Private equity buyers are attracted to the industry’s relative stability and cash generation through economic cycles. They also recognize a chance to consolidate smaller firms and increase economies of scale, expand into new offerings and markets, and invest in technology upgrades. Don’t bet against the private equity firms and their ability to generate a return on investment. 

At the same time, one must question whether private equity is the right tool for establishing the winners in an industry that is undergoing tremendous change. What is the right organizational structure and set of incentives that will enable new winners to emerge or incumbents to thrive? 

Focus on the future

Private equity faces a timing problem. Timelines for returns are generally no more than 10 years, and that drives a focus on efficiency innovation — using organizational, process and technology changes to lower costs and generate more cash flow. In contrast, investment in growth takes longer to pay off and is far less certain. 

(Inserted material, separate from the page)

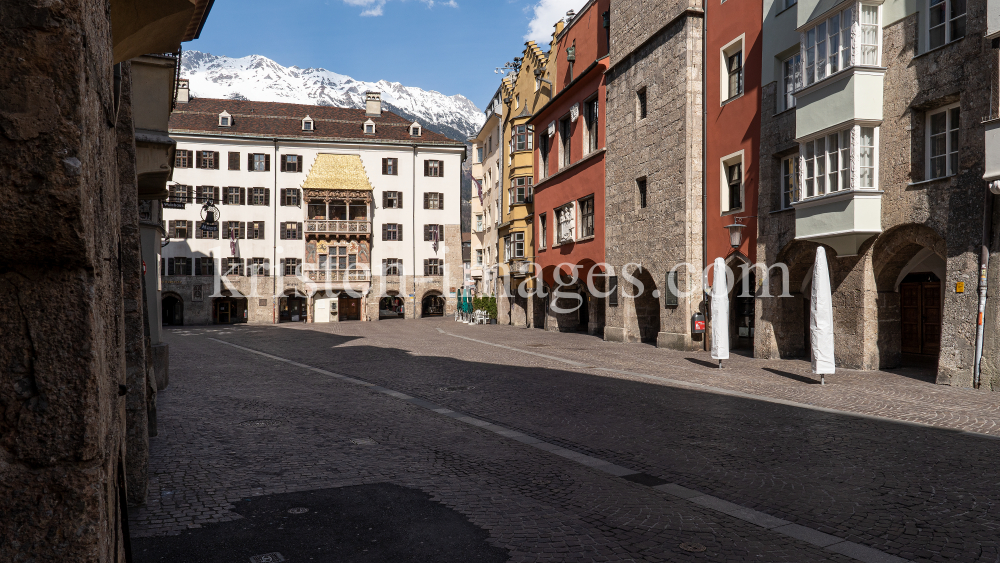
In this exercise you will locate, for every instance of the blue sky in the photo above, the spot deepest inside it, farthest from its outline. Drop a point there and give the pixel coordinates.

A traditional accounting firm structure is a partnership, where the timelines for returns are relatively long. Employees spend their career at a firm working to become partners, and partners have tremendous skin in the game — even linking their retirement to the long-term success of the firm. At the same time, partnership structures are traditionally ill-suited for substantial pivots or investment in disruptive innovation that lowers annual distributions in the near term.

Despite what many energetic forecasters will say, it’s impossible to know how this is all going to play out. There is no data about the future. The only way to obtain data about the future is to create it by taking action. Action creates data. In the face of an unknowable future, therefore, the best strategy is to run as many experiments as possible at the lowest possible cost per experiment. The firms that emerge (or remain) as leaders in the accounting industry are those running experiments to challenge status quo thinking about how the industry works. The future winners are focused on fundamentally reimagining the business, not just increasing efficiency. 

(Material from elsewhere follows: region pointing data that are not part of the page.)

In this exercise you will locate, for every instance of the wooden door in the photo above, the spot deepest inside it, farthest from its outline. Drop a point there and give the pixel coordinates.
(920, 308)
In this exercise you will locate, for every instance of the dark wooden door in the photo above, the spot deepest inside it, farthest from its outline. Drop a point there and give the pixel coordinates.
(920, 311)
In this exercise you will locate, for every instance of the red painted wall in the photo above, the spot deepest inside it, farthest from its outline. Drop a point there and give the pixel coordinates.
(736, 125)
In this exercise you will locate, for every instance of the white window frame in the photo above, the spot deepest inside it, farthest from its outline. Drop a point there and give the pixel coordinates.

Opt for optimism: Betting on growth through experimentation

Having a long-term mindset is a competitive advantage in any industry, but especially for those in turmoil. Most companies, including those operating under the incentive systems of private equity firms, don’t operate with a long-term perspective. Rigorous and broad business model experimentation is not a capital-efficient process in the short run, but it is the path to long-term supremacy in any industry undergoing transformation. 

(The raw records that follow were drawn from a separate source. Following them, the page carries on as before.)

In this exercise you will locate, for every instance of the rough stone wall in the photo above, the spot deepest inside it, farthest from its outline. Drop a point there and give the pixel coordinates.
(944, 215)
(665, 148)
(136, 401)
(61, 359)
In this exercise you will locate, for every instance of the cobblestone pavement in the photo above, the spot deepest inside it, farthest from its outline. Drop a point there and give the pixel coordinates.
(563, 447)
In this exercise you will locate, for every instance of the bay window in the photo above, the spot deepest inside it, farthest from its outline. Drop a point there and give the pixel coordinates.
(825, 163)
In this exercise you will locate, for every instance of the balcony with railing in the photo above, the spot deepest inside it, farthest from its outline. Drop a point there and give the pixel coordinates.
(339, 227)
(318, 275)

Firms that are structurally capable of pursuing experimentation, and that can afford some capital inefficiency in this environment, will be more likely to endure and, ultimately, emerge as winners. Incumbent accounting firms can do this — they understand the problems and opportunities better than new entrants — but may not have the governance or incentive systems in place to allow adequate experimentation. Incumbents can win by unlocking and deploying cash for experimentation in the form of unexpected partnerships and acquisitions, and through building new products, services and ventures. At the same time, they should expect new entrants to emerge that have nothing to preserve and everything to win, who can enter the market in a disruptive way, grab a foothold, and move upmarket to displace incumbents that are mired in a focus on short-term efficiency bets. 

Consider the potentially transformative impact of a creative merger between a major accounting firm and a technology company like Intuit: This partnership could unlock access to brand-new customer segments while injecting automation capabilities throughout the organization, likely offering substantially more “pros” than the standard private equity playbook of consolidation and cost-cutting. 

The most profound opportunities for positive change often appear during periods of uncertainty, and the accounting industry’s current landscape is rife with potential for genuine future-proofed transformation. When two roads diverge in a wood, taking the one less traveled can make all the difference. The firms that emerge as winners in the accounting industry are more likely to be the holdouts that remain focused on the long-term.